From a data center perspective:
The article says this is about "sustained output token generation". For sustained usage, power is a huge factor for "real world performance". H100 has a peak power draw of 700W, while each of the RTX5090 has a peak power draw of 575W, for a total of 1150W.
According to the article it is 78 tokens per second for H100, and 80 tokens per second for the dual RTX5090. So you go up 400W of power in exchange for only two extra tokens per second.
Long story short there is a reason why data centers aren't using dual RTX5090 over H100. For sustained usage, you will pay for it in electricity, and in extra infrastructure to support that increased electricity draw, also extra heat generation and cooling.
Might make sense for a local personal hobby setup though.
> Might make sense for
Individual or small team use, personal or professional, when 32GB VRAM (or 32+32) is sufficient, at the cost of 3.5k$ (or 3.5+3.5) instead of 25k$.
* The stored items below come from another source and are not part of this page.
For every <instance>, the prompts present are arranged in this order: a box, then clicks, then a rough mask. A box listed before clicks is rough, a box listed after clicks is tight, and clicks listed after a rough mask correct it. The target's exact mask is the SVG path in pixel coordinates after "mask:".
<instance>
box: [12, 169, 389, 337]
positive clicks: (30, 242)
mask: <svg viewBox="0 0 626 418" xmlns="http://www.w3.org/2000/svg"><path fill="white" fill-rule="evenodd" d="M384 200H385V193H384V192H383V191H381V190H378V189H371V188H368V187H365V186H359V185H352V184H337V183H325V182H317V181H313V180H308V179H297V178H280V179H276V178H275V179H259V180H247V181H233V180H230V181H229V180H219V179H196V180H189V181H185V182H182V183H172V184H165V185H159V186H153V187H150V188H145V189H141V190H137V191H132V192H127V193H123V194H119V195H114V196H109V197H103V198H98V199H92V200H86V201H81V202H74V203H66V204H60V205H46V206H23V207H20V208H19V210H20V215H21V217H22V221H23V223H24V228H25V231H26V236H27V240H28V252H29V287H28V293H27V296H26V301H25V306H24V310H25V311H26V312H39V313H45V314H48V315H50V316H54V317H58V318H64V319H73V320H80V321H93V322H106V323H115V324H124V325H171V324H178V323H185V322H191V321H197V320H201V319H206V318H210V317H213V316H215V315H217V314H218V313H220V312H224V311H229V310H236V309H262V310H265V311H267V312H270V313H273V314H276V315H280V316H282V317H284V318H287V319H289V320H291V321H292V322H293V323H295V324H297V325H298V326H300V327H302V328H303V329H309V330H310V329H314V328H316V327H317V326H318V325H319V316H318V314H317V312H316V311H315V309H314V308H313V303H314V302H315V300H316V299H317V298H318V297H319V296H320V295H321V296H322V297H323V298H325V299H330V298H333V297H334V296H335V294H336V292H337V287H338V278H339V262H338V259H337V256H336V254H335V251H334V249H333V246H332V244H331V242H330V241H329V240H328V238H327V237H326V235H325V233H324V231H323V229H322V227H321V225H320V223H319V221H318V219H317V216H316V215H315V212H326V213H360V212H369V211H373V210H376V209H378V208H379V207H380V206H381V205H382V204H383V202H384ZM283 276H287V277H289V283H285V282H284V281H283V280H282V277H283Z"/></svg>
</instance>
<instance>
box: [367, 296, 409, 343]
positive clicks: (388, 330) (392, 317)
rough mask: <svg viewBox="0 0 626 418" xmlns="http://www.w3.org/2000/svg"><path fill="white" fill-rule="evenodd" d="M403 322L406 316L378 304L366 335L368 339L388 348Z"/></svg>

The RTX 5090 has a VRAM cost of 110$/GB; the H100 of 310$/GB.
(And even professional use in a small team will probably not have the card run at full throttle and peak consumption all day, outside NN training projects.)
I would be surprised if 5090 uses more power per flop. Peak power isn't always representative. After all almost entirety of the power is used in matrix multiplication, and that depends on mostly the process and architecture version and 5090 is ahead in both.